İkinci olarak, ülkelerin kendi içlerinde de her zaman şiddetli bir güç ve iktidar mücadelesi söz konusudur. Ancak bir ülke içerisindeki farklı toplumsal kesimlerin, dışarıdan gelen ve vatanın bütünlüğünü tehdit eden bir tehlike karşısında bir araya gelme ihtimali uluslararası sistemin farklı ülke ve toplumlarının ortak hareket etme ihtimalinden daha kuvvetlidir.
Millet olmak ve bir ortak vatana sahip olmak bunu gerektirir çünkü.
Hatta bazen bir ülke halkının kenetlenmesi için mutlaka vatanın bütünlüğüne yönelik bir dış tehdide de gerek yoktur, ülkelerinin küresel sistemde çok iyi bir yer edinmesini sağlayacak hedefler de toplumun farklı kesimlerini bir araya getirebilir.
Türkiye’den örnek vermek gerekirse, Kurtuluş Savaşı sırasında toplumun çok farklı etnik, mezhepsel ve ideolojik aidiyete mensup kesimlerinin ülkemizin bekası için nasıl kenetlenip bütün varlıklarıyla işgalci güçlere karşı direndiğini o döneme şahitlik yapanlardan dinledik.
Yine tarihimizden örnek vermek gerekirse, Osmanlı döneminde İslam’ı yaymak ve adalet devletinin sınırlarını genişletmek ideali uğruna başta dervişleri ve gazileriyle bütün Osmanlı halkının nasıl ortak hareket ettiğini de tarih kitaplarımızdan öğrendik.
Bu örneklerin yaşandığı dönemlerde de içeride ihtilaflar ve iktidar mücadeleleri vardı kuşkusuz.
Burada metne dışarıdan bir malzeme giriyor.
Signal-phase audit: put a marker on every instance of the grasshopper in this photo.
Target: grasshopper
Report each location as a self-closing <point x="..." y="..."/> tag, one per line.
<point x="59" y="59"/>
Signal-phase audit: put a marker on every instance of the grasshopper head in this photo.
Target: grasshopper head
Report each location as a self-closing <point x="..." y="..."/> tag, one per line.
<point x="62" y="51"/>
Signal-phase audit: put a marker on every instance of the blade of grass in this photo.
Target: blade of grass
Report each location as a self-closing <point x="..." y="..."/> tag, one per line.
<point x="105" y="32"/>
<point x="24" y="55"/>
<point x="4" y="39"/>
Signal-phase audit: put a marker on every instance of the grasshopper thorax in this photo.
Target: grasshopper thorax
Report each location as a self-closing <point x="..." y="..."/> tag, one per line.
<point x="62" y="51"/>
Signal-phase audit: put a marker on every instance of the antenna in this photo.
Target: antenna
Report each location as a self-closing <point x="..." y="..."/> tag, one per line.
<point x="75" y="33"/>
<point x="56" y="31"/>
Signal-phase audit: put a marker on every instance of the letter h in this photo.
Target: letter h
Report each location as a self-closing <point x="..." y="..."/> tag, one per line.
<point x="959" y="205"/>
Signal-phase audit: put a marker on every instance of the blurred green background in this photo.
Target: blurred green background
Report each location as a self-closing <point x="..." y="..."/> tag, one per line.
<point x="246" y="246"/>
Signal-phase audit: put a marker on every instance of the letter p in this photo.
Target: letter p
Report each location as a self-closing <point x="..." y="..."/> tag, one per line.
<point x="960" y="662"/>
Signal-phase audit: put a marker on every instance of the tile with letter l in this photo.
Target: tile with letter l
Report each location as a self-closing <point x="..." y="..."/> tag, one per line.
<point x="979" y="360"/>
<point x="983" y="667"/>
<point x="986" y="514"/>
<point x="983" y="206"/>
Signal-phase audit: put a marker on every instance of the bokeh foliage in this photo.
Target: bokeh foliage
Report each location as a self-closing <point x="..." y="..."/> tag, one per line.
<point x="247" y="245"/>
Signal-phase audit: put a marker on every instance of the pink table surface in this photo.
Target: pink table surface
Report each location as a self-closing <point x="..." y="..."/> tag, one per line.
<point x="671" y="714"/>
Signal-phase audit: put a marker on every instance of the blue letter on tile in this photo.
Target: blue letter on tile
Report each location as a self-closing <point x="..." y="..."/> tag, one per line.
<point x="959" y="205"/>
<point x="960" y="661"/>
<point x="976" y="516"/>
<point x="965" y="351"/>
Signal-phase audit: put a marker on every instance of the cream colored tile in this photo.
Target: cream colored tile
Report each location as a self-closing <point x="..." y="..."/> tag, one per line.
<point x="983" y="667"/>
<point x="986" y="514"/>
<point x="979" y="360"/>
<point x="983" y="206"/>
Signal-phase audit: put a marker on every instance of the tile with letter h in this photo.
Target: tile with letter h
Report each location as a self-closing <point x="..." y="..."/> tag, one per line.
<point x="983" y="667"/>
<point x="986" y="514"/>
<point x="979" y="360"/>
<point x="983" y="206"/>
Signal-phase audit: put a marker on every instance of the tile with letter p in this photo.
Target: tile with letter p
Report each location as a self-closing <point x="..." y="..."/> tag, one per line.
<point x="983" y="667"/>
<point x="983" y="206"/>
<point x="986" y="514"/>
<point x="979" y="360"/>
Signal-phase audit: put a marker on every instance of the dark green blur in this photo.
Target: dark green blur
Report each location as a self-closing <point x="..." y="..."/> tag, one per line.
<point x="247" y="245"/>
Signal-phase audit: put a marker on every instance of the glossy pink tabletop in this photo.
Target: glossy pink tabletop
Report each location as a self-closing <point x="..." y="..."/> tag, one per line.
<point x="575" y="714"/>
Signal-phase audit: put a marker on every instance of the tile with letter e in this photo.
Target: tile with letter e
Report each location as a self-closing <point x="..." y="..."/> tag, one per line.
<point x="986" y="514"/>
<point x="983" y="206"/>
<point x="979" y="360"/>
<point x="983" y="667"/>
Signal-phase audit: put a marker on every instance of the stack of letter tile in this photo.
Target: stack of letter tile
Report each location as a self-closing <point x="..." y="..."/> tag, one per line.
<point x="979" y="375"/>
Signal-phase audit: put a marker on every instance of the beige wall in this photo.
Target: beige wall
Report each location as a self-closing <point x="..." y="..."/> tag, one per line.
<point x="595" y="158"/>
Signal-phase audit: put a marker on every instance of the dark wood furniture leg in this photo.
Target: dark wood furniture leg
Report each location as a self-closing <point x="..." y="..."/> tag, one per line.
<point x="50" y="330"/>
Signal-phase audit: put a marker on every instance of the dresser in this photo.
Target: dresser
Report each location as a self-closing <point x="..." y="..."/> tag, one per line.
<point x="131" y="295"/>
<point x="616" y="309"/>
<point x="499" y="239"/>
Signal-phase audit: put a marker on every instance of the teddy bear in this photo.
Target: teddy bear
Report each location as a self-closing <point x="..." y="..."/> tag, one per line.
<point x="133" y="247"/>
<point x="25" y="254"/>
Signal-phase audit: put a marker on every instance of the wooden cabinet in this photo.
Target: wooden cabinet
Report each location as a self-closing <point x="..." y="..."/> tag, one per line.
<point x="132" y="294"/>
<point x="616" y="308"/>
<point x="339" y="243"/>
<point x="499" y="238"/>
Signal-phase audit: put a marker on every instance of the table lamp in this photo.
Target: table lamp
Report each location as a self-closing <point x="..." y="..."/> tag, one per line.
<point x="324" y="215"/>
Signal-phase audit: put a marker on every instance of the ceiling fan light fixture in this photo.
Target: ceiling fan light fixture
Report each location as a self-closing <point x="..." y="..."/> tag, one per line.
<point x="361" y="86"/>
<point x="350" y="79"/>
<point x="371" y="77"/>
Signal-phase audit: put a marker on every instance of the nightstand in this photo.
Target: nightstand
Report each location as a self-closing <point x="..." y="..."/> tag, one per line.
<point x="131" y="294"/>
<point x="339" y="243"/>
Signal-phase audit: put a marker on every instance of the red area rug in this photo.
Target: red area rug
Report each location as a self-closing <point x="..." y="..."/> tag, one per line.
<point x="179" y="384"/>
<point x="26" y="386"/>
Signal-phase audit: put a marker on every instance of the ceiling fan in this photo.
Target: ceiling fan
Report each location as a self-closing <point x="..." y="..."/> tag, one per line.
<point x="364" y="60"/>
Ancak bu ihtilaflar Kurtuluş Savaşı mücadelesini ve Osmanlı fetihlerini engelleyecek boyutlara ulaşmadı.
Daha doğrusu, ne zaman ki içerideki iktidar mücadelesi Osmanlının birliğini kökünden sarsacak düzeye geldi, o zaman fetihler durdu, gerileme ve çöküş başladı.
Truva atları da ondan sonra girdi Osmanlının hayatına.
Fetihler durup, gerileme ve çöküş başlayınca, Osmanlıyı kuşatan Avrupalı devletler içeriye Truva atlarını gönderdiler. Onların içeriden vurduğu darbeler dışarıdan gelen saldırılardan çok daha fazla zarar verdi Osmanlıya.
Demokratik ülkelerde iktidar değişiminin yolları bellidir.
Muhalefetin Truva atı olmayı şiddetle reddetmesi ve içerideki iktidarı devirmek için dışarıdan gelen saldırılardan medet ummaktan vazgeçmesi gerek.
Eğer uluslararası finans spekülatörleri Türk lirasına saldırıyorsa, yabancı medyanın Türkiye uzantıları “Türkiye’de salgın yüzünden 300 bin kişi ölecek” diyerek onların bu saldırıları için uygun zemini hazırlama gayreti içindeyse muhalefetin yapması gereken bellidir: Ülkesine sahip çıkmak.
Demokratik Türkiye’de iktidarı belirleyen millet, iktidarın yaptıklarını nasıl gözlüyorsa muhalefetin tavrını da çok yakından takip ediyor ve yarın oy sandığına gittiğinde açıp bakmak için notunu alıyor.